John Hanford, Ambassador at Large for International Religious Freedom, notes that the conditions reported in China warrant that regime's inclusion on the list of countries of particular concern. "China has been on the list for many years," he says. "It's one of the most repressive governments in the world on religious freedom as well as other basic human rights."
For years the Communist government in China has continuously engaged in the repressive treatment of Christians and other religious groups, Hanford explains. "Protestants are forced to belong to the government-sanctioned church," he says, "and if they don't and they try to meet in house churches, then they risk arrest and, in some severe cases, beatings and torture."
The U.S. diplomat gives an especially egregious example of the state's treatment of religious believers. "We've been working on a case of one particular house church leader who has been horribly treated," he says, "and many of his parishioners have as well. In fact, some of the women in his church were tortured into falsely accusing him of rape."
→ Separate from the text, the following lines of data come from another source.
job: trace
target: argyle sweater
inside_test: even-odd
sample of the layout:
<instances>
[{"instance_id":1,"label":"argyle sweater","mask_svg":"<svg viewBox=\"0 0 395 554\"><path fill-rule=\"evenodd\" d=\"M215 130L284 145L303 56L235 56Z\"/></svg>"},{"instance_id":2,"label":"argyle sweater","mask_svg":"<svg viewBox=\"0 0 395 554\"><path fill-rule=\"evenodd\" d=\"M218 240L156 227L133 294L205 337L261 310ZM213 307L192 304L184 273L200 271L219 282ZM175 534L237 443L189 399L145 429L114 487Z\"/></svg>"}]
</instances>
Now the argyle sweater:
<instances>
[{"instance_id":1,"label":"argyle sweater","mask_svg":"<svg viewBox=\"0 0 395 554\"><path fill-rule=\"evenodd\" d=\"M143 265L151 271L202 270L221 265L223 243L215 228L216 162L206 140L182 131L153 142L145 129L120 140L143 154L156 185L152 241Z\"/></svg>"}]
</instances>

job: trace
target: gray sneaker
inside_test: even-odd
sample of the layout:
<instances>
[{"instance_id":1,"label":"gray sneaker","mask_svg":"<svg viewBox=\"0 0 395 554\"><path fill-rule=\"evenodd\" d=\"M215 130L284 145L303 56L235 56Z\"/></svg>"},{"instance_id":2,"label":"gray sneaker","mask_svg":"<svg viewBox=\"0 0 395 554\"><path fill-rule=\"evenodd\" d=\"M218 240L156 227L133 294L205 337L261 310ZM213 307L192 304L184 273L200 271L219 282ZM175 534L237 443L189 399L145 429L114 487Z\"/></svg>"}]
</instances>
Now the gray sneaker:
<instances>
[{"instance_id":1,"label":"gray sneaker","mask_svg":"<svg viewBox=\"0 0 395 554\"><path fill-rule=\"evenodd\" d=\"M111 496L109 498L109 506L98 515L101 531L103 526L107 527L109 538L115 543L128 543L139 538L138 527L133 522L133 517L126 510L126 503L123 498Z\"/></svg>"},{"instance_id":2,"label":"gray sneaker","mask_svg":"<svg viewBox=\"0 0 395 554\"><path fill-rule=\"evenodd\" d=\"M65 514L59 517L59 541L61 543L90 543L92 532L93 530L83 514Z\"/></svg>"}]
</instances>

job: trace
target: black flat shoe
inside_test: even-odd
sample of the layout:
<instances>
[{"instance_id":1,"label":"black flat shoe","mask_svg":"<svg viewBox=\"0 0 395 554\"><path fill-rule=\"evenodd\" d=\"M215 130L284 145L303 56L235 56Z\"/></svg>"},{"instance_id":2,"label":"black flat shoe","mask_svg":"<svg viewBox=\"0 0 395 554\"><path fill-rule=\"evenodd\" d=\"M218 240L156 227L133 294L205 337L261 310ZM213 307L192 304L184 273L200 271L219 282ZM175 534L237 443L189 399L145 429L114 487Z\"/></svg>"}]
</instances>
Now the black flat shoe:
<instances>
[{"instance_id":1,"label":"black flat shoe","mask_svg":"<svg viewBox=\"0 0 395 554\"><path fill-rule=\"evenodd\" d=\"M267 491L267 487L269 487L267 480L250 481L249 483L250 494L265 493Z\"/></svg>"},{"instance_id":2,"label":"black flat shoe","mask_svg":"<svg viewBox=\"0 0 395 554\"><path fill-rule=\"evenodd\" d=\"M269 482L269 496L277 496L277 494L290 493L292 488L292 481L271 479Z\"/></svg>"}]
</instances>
Hanford says the Chinese house church minister was arrested and has been wrongly detained for some time, even though the women recanted their testimony as soon as they were released "so that all the world would know that [the rape they were tortured into reporting] is not what had happened."
But after they recanted, the Ambassador at Large notes, "the government just re-arrested those women again, and unfortunately this poor pastor continues to languish in jail." Hanford says this is the kind of religious freedom violation that has kept China on the State Department's watch list for years.